Depuis 18 mois de guerre dévastatrice entre Israël et le mouvement islamiste Hamas, le territoire et ses 2,4 millions d'habitants se trouvent dans une situation humanitaire critique.

« La famine n'est pas seulement un risque, mais elle semble se développer rapidement dans presque toutes les régions de Gaza », a averti un collectif d'ONG internationales cette semaine.

Depuis le 2 mars, Israël bloque toute livraison humanitaire, accusant le Hamas de détourner l'aide. Le mouvement palestinien dément ces accusations et accuse en retour Israël d'utiliser « la famine comme arme de guerre ».

Selon le Bureau des affaires humanitaires de l'ONU (OCHA), la bande de Gaza est aujourd'hui probablement plongée dans « la pire » situation humanitaire depuis le début de la guerre déclenchée le 7 octobre 2023 par une attaque sans précédent du Hamas contre Israël.

En juin dernier, les acteurs du secteur humanitaire avaient évoqué des Palestiniens si démunis qu'ils en étaient parfois réduits à se nourrir d'aliments pour animaux ou d'herbe, et à boire l'eau des égouts.

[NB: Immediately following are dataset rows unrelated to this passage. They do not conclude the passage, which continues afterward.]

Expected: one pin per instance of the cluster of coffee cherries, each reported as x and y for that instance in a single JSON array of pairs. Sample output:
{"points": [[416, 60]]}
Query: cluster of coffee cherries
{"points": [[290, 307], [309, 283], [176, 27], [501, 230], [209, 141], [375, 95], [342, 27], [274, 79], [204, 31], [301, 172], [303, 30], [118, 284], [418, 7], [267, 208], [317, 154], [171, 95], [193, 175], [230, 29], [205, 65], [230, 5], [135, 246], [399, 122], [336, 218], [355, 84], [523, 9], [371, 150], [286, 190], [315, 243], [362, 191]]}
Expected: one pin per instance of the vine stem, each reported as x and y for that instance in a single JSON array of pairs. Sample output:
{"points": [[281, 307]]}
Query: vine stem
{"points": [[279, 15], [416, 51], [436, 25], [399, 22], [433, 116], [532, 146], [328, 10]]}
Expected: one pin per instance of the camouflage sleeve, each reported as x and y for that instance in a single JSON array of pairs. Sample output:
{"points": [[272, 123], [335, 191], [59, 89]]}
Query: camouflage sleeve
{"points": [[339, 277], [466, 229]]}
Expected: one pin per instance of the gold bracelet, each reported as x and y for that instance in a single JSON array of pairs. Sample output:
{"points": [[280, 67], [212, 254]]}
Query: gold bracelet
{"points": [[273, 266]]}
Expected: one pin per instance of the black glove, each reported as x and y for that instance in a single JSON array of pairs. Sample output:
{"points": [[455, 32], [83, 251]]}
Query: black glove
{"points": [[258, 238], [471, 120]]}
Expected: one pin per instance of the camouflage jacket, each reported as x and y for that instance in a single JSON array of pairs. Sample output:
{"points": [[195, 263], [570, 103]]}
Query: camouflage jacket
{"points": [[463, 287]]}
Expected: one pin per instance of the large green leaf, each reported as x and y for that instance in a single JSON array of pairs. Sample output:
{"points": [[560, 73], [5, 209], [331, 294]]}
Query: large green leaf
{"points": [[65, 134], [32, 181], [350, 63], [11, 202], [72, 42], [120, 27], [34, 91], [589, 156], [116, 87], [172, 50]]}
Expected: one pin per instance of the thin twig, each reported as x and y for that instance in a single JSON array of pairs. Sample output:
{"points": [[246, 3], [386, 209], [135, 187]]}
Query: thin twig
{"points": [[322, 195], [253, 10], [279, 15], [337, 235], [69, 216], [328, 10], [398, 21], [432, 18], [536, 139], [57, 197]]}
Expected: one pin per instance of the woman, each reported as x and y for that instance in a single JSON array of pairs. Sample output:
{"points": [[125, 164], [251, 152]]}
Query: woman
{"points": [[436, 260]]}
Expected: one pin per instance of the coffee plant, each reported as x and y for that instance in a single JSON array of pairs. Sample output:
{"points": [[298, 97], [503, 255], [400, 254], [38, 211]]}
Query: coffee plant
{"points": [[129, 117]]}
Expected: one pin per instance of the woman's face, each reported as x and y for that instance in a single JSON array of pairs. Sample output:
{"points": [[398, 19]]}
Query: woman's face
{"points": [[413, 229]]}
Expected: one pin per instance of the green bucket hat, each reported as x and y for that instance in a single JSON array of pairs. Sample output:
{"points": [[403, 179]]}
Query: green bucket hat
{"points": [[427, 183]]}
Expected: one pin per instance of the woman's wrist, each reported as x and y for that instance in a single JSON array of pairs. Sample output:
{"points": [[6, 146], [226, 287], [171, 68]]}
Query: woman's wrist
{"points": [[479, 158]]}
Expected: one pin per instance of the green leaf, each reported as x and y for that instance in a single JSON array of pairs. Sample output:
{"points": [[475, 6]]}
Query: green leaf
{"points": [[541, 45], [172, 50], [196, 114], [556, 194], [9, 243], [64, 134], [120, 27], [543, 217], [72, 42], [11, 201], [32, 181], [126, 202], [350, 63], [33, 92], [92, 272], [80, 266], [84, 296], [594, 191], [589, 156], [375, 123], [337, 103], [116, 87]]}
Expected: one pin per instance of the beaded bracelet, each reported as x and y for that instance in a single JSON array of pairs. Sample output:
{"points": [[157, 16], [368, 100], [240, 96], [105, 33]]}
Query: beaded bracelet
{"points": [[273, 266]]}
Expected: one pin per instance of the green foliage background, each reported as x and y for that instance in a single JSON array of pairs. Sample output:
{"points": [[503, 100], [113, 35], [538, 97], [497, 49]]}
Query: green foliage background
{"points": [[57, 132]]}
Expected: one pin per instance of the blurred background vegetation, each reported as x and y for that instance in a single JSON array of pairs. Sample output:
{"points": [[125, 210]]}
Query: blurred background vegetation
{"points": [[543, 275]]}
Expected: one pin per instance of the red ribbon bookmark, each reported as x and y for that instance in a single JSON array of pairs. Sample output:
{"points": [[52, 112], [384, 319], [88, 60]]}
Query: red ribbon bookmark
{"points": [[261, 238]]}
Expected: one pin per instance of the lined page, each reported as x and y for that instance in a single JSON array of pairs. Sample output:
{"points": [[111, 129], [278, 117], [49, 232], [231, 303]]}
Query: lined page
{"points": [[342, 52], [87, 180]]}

Entretemps, une trêve, entrée en vigueur le 19 janvier, a permis d'augmenter les livraisons humanitaires, jusqu'au nouveau blocage israélien du 18 mars, suivi de la reprise de ses opérations militaires.

Les tortues, elles, sont tuées selon les rites halal, c'est-à-dire conformément aux préceptes de la religion musulmane, affirme Abdul Halim Qanan.

« S'il n'y avait pas de famine, on n'en mangerait pas, mais il faut bien compenser le manque de protéines avec quelque chose ».